Je vous propose d'y goûter avec mon passage préféré, à propos des skins :
Ils le méritaient. Il n'y avait absolument aucun doute là-dessus. Ces putains de nazis allemands. C'était arrivé au fin fond d'une forêt française. Une de leurs escouades avait passé son grand-père et tous les autres prisonniers qui étaient avec lui à la mitrailleuse. Deux générations plus tard, un groupe de leurs pathétiques pseudo-descendants avait flanqué une raclée à Simon dans Sauchiehall Street, en plein Glasgow, alors qu'il revenait d'un concert des Chameleons. D'accord il les avait provoqués : il était tout seul, et ça, ils adoraient. Mais ce qui avait dû les énerver davantage, c'était sa tenue, révélatrice d'un soupçon de goût vestimentaire : une côte de bœuf sous le nez des affamés. Il avait toujours détesté les skinheads, même avant qu'ils ne l'expédient aux urgences. Ils étaient pires que les nuisibles : des cafards. Le phénomène des skins dans son entier se résumait à la montée en puissance d'un tas d'abrutis si dénués de créativité personnelle qu'ils n'étaient que trop contents de se débarrasser de tout semblant d'individualité pour y gagner l'illusion qu'ils faisaient partie de quelque chose.

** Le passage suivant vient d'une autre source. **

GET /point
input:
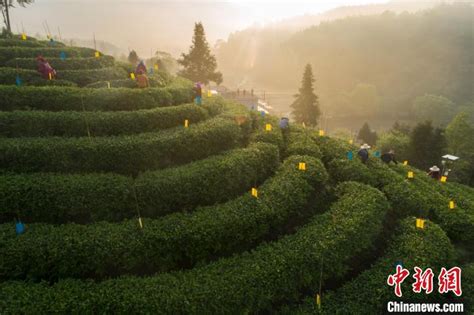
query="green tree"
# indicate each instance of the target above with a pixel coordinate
(306, 105)
(460, 139)
(438, 109)
(367, 135)
(427, 145)
(199, 65)
(5, 6)
(133, 57)
(401, 128)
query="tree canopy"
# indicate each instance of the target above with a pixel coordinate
(5, 6)
(199, 65)
(306, 105)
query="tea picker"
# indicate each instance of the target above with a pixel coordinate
(447, 162)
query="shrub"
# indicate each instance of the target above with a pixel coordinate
(425, 195)
(30, 42)
(64, 99)
(205, 182)
(333, 148)
(64, 64)
(120, 154)
(301, 142)
(80, 124)
(8, 53)
(366, 293)
(177, 240)
(245, 283)
(56, 198)
(80, 77)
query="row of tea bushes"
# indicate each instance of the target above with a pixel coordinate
(120, 154)
(56, 198)
(178, 240)
(366, 294)
(77, 99)
(8, 76)
(246, 283)
(29, 42)
(9, 53)
(419, 196)
(63, 63)
(80, 124)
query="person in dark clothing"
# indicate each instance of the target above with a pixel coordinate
(45, 69)
(198, 94)
(284, 123)
(141, 68)
(434, 172)
(389, 157)
(364, 152)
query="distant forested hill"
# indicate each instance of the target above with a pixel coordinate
(385, 60)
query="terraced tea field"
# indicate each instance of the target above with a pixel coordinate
(139, 201)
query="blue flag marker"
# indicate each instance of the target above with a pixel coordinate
(19, 228)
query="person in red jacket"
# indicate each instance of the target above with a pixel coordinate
(45, 69)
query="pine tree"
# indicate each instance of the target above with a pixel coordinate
(133, 57)
(427, 145)
(5, 6)
(199, 65)
(306, 105)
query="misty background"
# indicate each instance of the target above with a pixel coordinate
(374, 61)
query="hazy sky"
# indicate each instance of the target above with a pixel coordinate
(158, 24)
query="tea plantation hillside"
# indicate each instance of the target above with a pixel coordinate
(139, 201)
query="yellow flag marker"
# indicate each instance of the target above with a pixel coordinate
(420, 223)
(254, 192)
(318, 300)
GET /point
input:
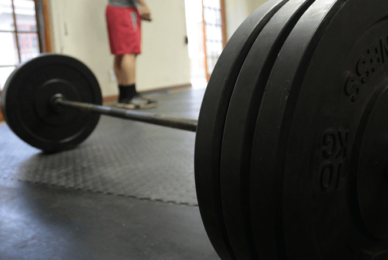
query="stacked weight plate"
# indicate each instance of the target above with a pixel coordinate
(292, 146)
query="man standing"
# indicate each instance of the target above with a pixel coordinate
(124, 29)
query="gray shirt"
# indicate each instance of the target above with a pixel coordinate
(123, 3)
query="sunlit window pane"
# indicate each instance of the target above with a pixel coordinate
(8, 50)
(6, 16)
(25, 15)
(29, 45)
(4, 74)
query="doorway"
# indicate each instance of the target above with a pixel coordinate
(206, 33)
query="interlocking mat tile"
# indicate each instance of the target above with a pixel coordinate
(121, 158)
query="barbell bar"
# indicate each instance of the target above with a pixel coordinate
(59, 100)
(291, 148)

Comment les recruter? Il imaginait la pub :
"Est-ce que le fardeau d'une pensée autonome vous écrase? Redoutez-vous ce doute qui vous taraude au moment de choisir vos vêtements? Êtes-vous gênés de n'avoir rien à dire lorsque les autres parlent de l'actualité, de musique ou de leurs relations? Ne craignez rien, vous n'êtes pas le seul à vous sentir à côté de la plaque. Rasez-vous le crâne et rejoignez-nous. Nous avons déjà aidé des milliers de pauvres losers dans votre genre à échapper à leur solitude, nous pouvons faire la même chose pour vous. Nous vous dirons ce qu'il faut porter, nous vous dirons ce qu'il faut penser. Nous vous dirons quelle musique il faut écouter. Et surtout, nous vous ferons rencontrer plein de gens qui sont exactement comme vous – ce sera comme avoir des amis!".
Je comprends que mon seul avis ne fasse pas figure de référence, alors je vous renvoie chez Cune et Fashion Victim qui m'avaient donné envie de découvrir ce scottish polar.
Dernier truc : si vous êtes à l'aise avec l'anglais, n'hésitez pas à le découvrir en VO, je pense que c'est typiquement un style qui souffre de la traduction. Mais ce n'est que supposition de ma part, grosse flemmarde devant l'éternel : je l'ai lu en français.